During the interval at Assouan—ten days that seemed a month!—he heard occasionally from Lettice. 'To-day I miss you,' one letter opened. Another said: 'We wonder when you will return. We all miss you very much: it's not the same here without you, Tom.' And all were signed 'Your ever loving Lettice.' But if hope for some strange reason refused to die completely, he did not allow himself to be deceived. His task—no easy one—was to transmute emotion into the higher, self-less, ideal love that was now—oh, he knew it well enough—his only hope and safety. In the desolate emptiness of desert that yawned ahead, he saw this single tree that blossomed, and offered shade. Beauty and comfort both were there. He believed in her truth and somehow in her faithfulness as well.
Tom sent his heavy luggage to Port Said, and took the train to Luxor. He had decided to keep his sailing secret. He could mention honestly that he was going to Cairo. He would write a line from there or, better still, from the steamer itself.

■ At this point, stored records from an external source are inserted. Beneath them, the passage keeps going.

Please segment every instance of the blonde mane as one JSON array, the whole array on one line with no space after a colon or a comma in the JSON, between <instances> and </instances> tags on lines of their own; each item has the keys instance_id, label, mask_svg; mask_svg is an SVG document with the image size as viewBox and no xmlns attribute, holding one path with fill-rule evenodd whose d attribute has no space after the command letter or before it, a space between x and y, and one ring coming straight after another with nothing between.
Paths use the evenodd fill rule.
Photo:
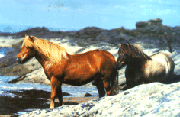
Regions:
<instances>
[{"instance_id":1,"label":"blonde mane","mask_svg":"<svg viewBox=\"0 0 180 117\"><path fill-rule=\"evenodd\" d=\"M30 39L33 40L34 42L32 41L29 42L30 40L28 39L28 42L24 41L24 44L26 45L26 43L28 43L27 45L29 45L33 43L35 49L40 53L42 53L43 55L45 55L48 58L48 60L57 62L57 61L61 61L62 58L67 58L66 49L60 47L58 44L54 44L50 41L36 38L34 36L30 36L30 37L31 37Z\"/></svg>"}]
</instances>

And the instinct that led to this decision was sound and wise. The act was not as boyish as it seemed. For he feared a reaction on her part that yet could be momentary only. His leaving so suddenly would be a shock, it might summon the earlier Lettice to the surface, there might be a painful scene for both of them. She would realise, to some extent at any rate, the immediate sense of loss; for she would surely divine that he was going, not to England merely, but out of her life. And she would suffer; she might even try to keep him—the only result being a revival of pain already almost conquered, and of distress for her.

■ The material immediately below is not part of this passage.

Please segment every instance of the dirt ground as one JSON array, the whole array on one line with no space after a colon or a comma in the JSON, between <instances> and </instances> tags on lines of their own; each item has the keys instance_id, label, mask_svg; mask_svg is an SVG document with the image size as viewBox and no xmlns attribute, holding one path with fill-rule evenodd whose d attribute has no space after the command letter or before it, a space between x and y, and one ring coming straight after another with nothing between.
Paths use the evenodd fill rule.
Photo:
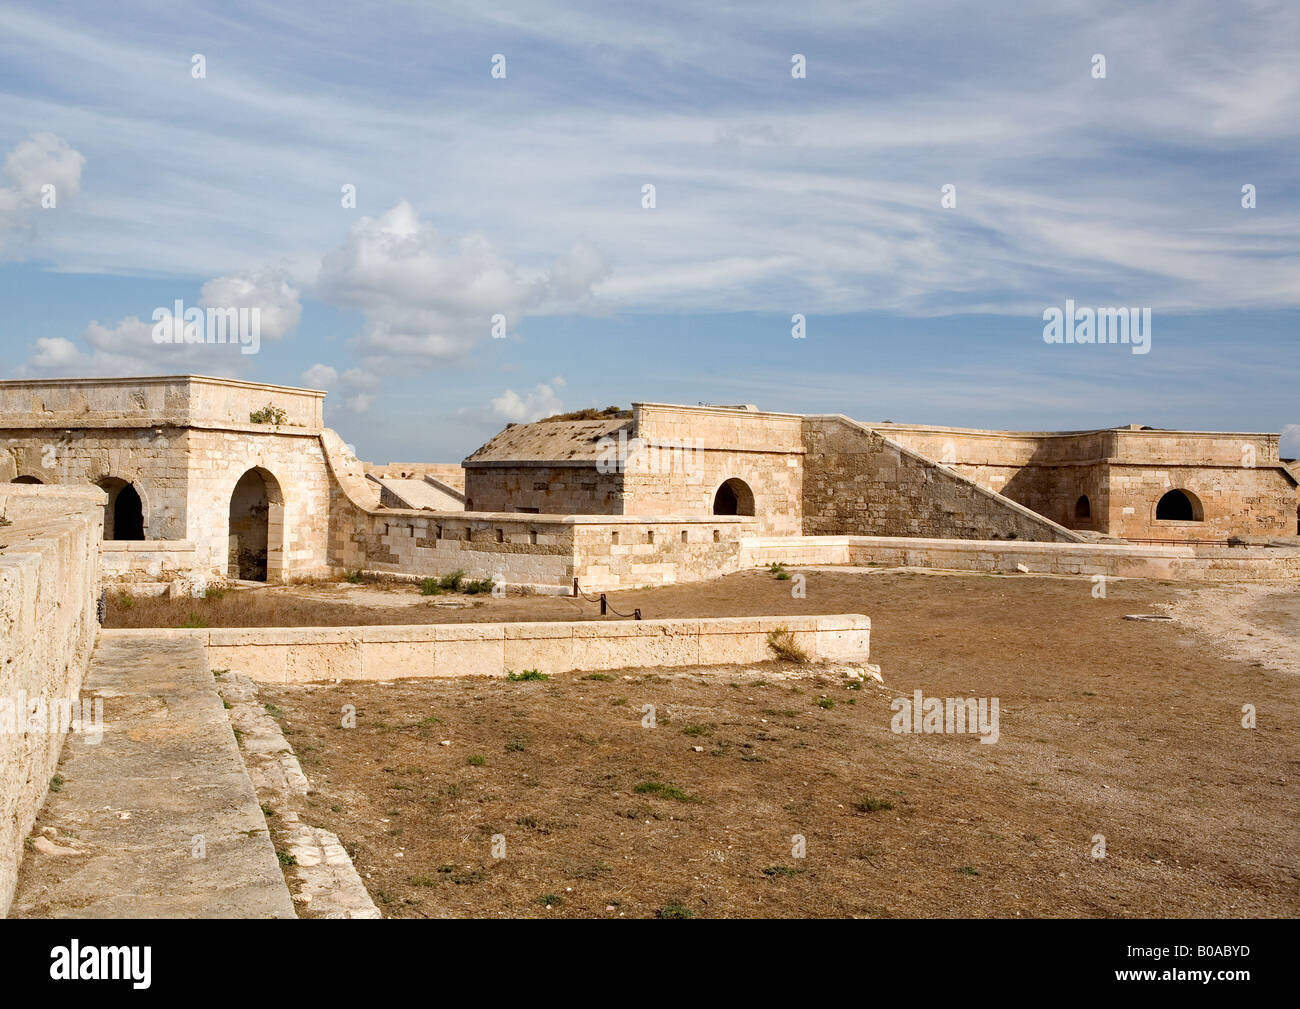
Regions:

For such reaction, he divined, could not be permanent. The Play was over; it must not, could not be prolonged. He must go out. There must be no lingering when the curtain fell. A curtain that halts in its descent upon the actors endangers the effect of the entire Play.
He wired to Cairo for a room. He wired to her too: 'Arrive to-morrow, en route Cairo. Leave same night.' He braced himself. The strain would be cruelly exacting, but the worst had been lived out already; the jealousy was dead; the new love was established beyond all reach of change. These last few hours should be natural, careless, gay, no hint betraying him, flying no signals of distress. He could just hold out. The strength was in him. And there was time before he caught the evening train for a reply to come: 'All delighted; expect you breakfast. Arranging picnic expedition.—Lettice.'
And that one word 'all' helped him unexpectedly to greater steadiness. It eliminated the personal touch even in a telegram.
In the train he slept but little; the heat was suffocating; there was a Khamsîn blowing and the fine sand crept in everywhere. At Luxor, however, the wind remained so high up that the lower regions of the sky were calm and still. The sand hung in fog-like clouds shrouding the sun, dimming the usual brilliance. But the heat was intense, and the occasional stray puffs of air that touched the creeping Nile or passed along the sweltering street, seemed to issue from the mouth of some vast furnace in the heavens. They dropped, then ceased abruptly; there was no relief in them. The natives sat listlessly in their doorways, the tourists kept their rooms or idled complainingly in the hotel halls and corridors. The ominous touch was everywhere. He felt it in his heart as well—the heart he thought broken beyond repair.
Tom bathed and changed his clothes, then drove down to the shady garden beside the river as of old. He felt the gritty sand between his teeth, it was in his mouth and eyes, it was on his tongue.… He met Lettice without a tremor, astonished at his own coolness and self-control; he watched her beauty as the beauty of a picture, something that was no longer his, yet watched it without envy and, in an odd sense, almost without pain. He loved the fairness of it for itself, for her, and for another who was not himself. Almost he loved their happiness to come—for her sake. Her eyes, too, followed him, he fancied, like a picture's eyes. She looked young and fresh, yet something mysterious in the following eyes. The usual excited happiness was less obvious, he thought, than usual, the mercurial gaiety wholly absent. He fancied a cloud upon her spirit somewhere. He imagined tiny, uncertain signs of questioning distress. He wondered.… This torture of a last uncertainty was also his.
Yet, obviously, she was glad to see him; her welcome was genuine; she came down the drive to meet him, both hands extended. Apparently, too, she was alone, Mrs. Haughstone still asleep, and Tony not yet arrived. It was still early morning.
'Well, and how did you get on without me—all of you?' he asked, adding the last three words with emphasis.